L'indagine è stata svolta dalla società di ricerche di mercato Omdia, secondo la quale il mercato globale dei semiconduttori avrebbe registrato una perdita del 7% nel terzo trimestre dell'anno, con un fatturato complessivo di 147 miliardi di dollari, contro i 158 miliardi registrati lo scorso trimestre.

Secondo Cliff Rimbach, capo ricercatore di Omdia, mentre le cause della crisi registrata nel secondo trimestre sarebbero da attribuire ad un mercato dei PC debole, a trainare la situazione ulteriormente verso il basso nel terzo trimestre è stata la crisi del mercato delle memorie. Un settore che avrebbe registrato un calo dei profitti del 27% rispetto al trimestre precedente a causa di una riduzione della domanda di chip per data center, PC e dispositivi mobile.
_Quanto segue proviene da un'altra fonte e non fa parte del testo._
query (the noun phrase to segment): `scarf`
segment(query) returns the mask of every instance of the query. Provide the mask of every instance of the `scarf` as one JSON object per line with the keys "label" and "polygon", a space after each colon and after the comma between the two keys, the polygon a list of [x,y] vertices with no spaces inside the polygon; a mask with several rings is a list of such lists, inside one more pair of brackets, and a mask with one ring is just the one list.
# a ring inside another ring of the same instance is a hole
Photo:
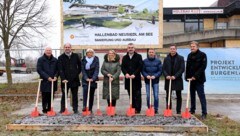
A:
{"label": "scarf", "polygon": [[86,66],[85,66],[85,69],[86,69],[86,70],[89,70],[89,69],[90,69],[90,66],[91,66],[91,64],[92,64],[92,62],[93,62],[93,58],[94,58],[94,57],[91,57],[91,58],[86,57],[86,61],[87,61],[87,64],[86,64]]}

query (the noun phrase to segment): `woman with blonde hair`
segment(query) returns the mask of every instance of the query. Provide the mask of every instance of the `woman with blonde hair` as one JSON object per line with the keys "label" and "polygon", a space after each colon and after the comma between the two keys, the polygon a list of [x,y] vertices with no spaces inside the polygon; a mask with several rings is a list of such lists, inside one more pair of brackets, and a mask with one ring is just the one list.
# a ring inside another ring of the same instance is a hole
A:
{"label": "woman with blonde hair", "polygon": [[119,99],[119,75],[121,73],[120,57],[114,50],[109,50],[104,56],[101,72],[103,78],[103,99],[107,99],[110,106],[109,96],[109,80],[112,84],[112,106],[116,106],[116,101]]}

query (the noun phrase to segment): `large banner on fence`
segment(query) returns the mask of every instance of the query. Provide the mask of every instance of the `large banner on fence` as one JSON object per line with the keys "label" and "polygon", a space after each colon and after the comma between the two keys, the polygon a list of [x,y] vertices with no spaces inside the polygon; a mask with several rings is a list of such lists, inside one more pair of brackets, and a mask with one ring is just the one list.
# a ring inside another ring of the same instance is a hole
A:
{"label": "large banner on fence", "polygon": [[[70,3],[70,2],[75,3]],[[158,0],[63,0],[64,43],[159,44]]]}
{"label": "large banner on fence", "polygon": [[[240,93],[240,48],[202,48],[207,54],[205,93]],[[178,49],[185,61],[190,49]],[[185,90],[187,86],[185,85]]]}

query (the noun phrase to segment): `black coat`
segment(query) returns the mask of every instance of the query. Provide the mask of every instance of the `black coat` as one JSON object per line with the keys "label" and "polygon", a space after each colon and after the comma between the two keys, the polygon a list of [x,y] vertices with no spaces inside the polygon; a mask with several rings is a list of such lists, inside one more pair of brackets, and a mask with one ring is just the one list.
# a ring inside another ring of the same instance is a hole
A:
{"label": "black coat", "polygon": [[[128,73],[129,75],[134,74],[135,78],[132,80],[133,90],[139,90],[142,88],[141,83],[141,71],[143,67],[142,56],[138,53],[134,53],[132,59],[130,59],[128,53],[123,56],[122,59],[122,72],[124,76]],[[130,79],[125,78],[125,89],[129,90],[130,88]]]}
{"label": "black coat", "polygon": [[196,81],[200,83],[206,82],[205,69],[207,67],[207,55],[204,52],[198,50],[195,53],[188,54],[187,66],[186,66],[186,77],[195,77]]}
{"label": "black coat", "polygon": [[[43,55],[37,61],[37,72],[40,78],[43,79],[40,90],[42,92],[51,92],[52,82],[48,81],[48,78],[58,77],[57,59],[53,56],[48,58]],[[54,91],[57,91],[57,82],[54,82]]]}
{"label": "black coat", "polygon": [[88,82],[87,79],[93,79],[93,82],[91,82],[91,88],[97,88],[98,81],[98,74],[99,74],[99,59],[97,56],[94,56],[93,62],[90,65],[90,69],[86,70],[85,66],[87,64],[86,57],[83,57],[82,59],[82,84],[83,86],[87,86]]}
{"label": "black coat", "polygon": [[[61,81],[68,80],[68,87],[80,86],[79,74],[81,73],[81,61],[76,53],[72,53],[70,58],[63,53],[58,57],[58,68]],[[64,87],[64,83],[61,82]]]}
{"label": "black coat", "polygon": [[[184,58],[181,55],[176,54],[175,60],[171,63],[170,54],[164,59],[163,62],[163,75],[165,77],[165,86],[164,89],[169,89],[169,80],[166,79],[167,76],[175,76],[175,80],[172,80],[172,89],[171,90],[183,90],[183,79],[182,74],[185,70]],[[173,69],[172,69],[173,68]]]}

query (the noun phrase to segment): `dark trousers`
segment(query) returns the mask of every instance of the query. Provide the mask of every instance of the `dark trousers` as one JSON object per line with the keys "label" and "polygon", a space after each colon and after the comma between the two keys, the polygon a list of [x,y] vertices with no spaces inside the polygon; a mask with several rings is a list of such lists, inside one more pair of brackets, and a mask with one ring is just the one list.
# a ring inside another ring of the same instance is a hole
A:
{"label": "dark trousers", "polygon": [[[78,87],[71,87],[71,93],[72,93],[72,107],[73,111],[78,111]],[[69,88],[67,88],[67,94],[68,94]],[[65,88],[62,88],[62,99],[61,99],[61,111],[65,111]]]}
{"label": "dark trousers", "polygon": [[[130,98],[130,90],[128,91],[128,96]],[[132,106],[135,108],[136,112],[141,112],[142,109],[142,93],[141,89],[132,90]]]}
{"label": "dark trousers", "polygon": [[[89,110],[92,111],[95,88],[90,87]],[[83,86],[83,109],[87,107],[88,86]]]}
{"label": "dark trousers", "polygon": [[[107,99],[107,102],[108,102],[108,106],[110,106],[110,100]],[[115,107],[116,106],[116,103],[117,103],[117,100],[112,100],[112,106]]]}
{"label": "dark trousers", "polygon": [[[170,96],[172,96],[172,91]],[[177,113],[181,113],[182,108],[182,91],[176,90],[176,96],[177,96],[177,105],[176,105],[176,111]],[[166,90],[166,108],[168,106],[168,90]],[[172,109],[172,100],[170,99],[170,109]]]}
{"label": "dark trousers", "polygon": [[42,92],[42,112],[51,110],[51,92]]}
{"label": "dark trousers", "polygon": [[196,91],[202,106],[202,114],[207,114],[207,101],[204,92],[204,84],[197,81],[192,81],[190,86],[190,96],[191,96],[191,112],[196,110]]}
Samsung crisi mercato semiconduttori

Le principali vittime di questa crisi sono state aziende come Samsung, SK Hynix e Micron Technology, tutte incentrate sul business dei semiconduttori di memorie. Insieme, hanno registrato un calo di oltre 10 miliardi di dollari nel fatturato. Nel solo caso di Samsung, ciò si traduce in vendite ridotte del 28,1% rispetto al trimestre precedente, con un fatturato di soli 14.6 miliardi di dollari. Il podio è adesso occupato da Intel, che nell'ultimo trimestre ha registrato vendite pari a 14.9 miliardi di dollari.